I am full hot on this idea right now. If you are a salesperson, this is what you should spend your time working on now. If you are a sales manager, this is what you should be building. If you are a sales leader, this is what separates you from the results you want.
More and more, salespeople work with overlay teams. They have technical subject matter experts to help them do discovery and solution deals, leveraging their expertise to create value for the client. They have subject matter experts that specialize in products, bringing their knowledge and experience to bear on the client’s challenges. The salesperson is left sitting at a conference room table with nothing to say, other than introducing the people who can actually speak to the client. This is a detrimental reliance on a Subject Matter Expert.
The remedy isn’t easy, but it is necessary. You can’t be a trusted advisor without the advice. More still, if the only value you provide is inviting a SME to a meeting, you are going to have a tough time developing a preference to work with you—even though subject matter experts are necessary, and even though there is nothing wrong with this model if you do your part.

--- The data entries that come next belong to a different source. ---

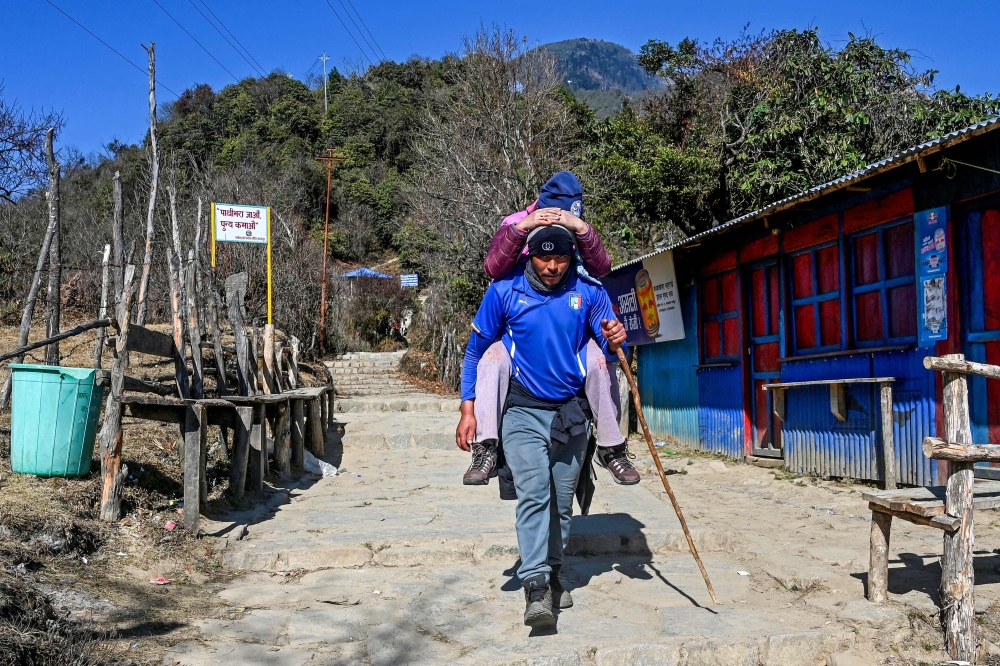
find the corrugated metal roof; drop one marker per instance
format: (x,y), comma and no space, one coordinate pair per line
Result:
(908,155)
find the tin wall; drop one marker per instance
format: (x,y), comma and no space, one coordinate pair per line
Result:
(668,381)
(816,442)
(720,410)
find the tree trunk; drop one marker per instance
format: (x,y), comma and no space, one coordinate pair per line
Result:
(55,254)
(147,262)
(29,303)
(118,239)
(112,470)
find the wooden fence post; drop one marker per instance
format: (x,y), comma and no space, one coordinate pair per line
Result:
(957,573)
(112,470)
(888,443)
(103,312)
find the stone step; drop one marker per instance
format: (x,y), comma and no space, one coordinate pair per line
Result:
(415,403)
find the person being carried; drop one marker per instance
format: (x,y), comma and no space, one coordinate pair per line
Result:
(559,203)
(544,315)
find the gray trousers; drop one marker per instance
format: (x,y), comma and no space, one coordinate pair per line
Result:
(545,475)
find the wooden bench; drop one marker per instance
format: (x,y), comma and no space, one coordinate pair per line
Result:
(838,407)
(950,508)
(294,416)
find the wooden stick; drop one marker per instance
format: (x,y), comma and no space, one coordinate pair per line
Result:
(82,328)
(103,314)
(147,261)
(659,468)
(957,572)
(961,366)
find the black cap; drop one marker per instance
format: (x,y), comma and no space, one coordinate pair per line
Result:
(550,240)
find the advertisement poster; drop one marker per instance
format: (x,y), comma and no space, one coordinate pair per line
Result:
(931,232)
(646,299)
(236,223)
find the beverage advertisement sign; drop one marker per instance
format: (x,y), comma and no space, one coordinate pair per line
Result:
(931,232)
(646,299)
(236,223)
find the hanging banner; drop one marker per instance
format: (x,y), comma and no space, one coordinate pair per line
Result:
(931,234)
(647,301)
(239,223)
(236,223)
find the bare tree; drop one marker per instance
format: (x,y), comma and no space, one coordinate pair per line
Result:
(491,142)
(22,147)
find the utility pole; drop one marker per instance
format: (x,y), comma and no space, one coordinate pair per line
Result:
(330,160)
(326,102)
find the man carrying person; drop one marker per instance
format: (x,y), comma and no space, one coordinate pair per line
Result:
(559,203)
(544,313)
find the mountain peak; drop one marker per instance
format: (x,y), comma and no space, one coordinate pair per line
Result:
(597,65)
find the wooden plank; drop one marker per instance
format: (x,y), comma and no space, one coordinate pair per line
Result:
(243,427)
(824,382)
(838,401)
(258,450)
(282,440)
(236,290)
(961,366)
(143,340)
(193,419)
(314,428)
(888,441)
(878,557)
(298,426)
(938,449)
(957,572)
(942,522)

You don’t need to know 100 percent of what your technical or product SME knows. You also can’t know 4 percent of what they know, either. There is some amount of knowledge that you must possess that is somewhere between these two poles. I am using the number 52 percent because it is just over half of what a SME knows. That means you know what discovery questions to ask and what the likely answers might be. You know what your client is going ask in their preliminary questions, and you know the answers to those questions. The objective here is an asymmetry in information in your favor, a lack of parity on the client’s part, with you still occupying the space of trusted advisor.
To do this, you need to start with the intention of learning a good bit of what your SME knows, a notebook in which to write down the questions they ask and the questions that are asked of them, as well as the responses to each. You also need a few minutes after a sales call to ask your SME to bring you up to speed on the first couple levels deep on the common questions.
Maybe you need to be a 36 percent SME. Or maybe, with a little work, you can be a 47 percent SME. Whatever that number is, you can’t be a 3 percent SME and create value for your client when they know more than you.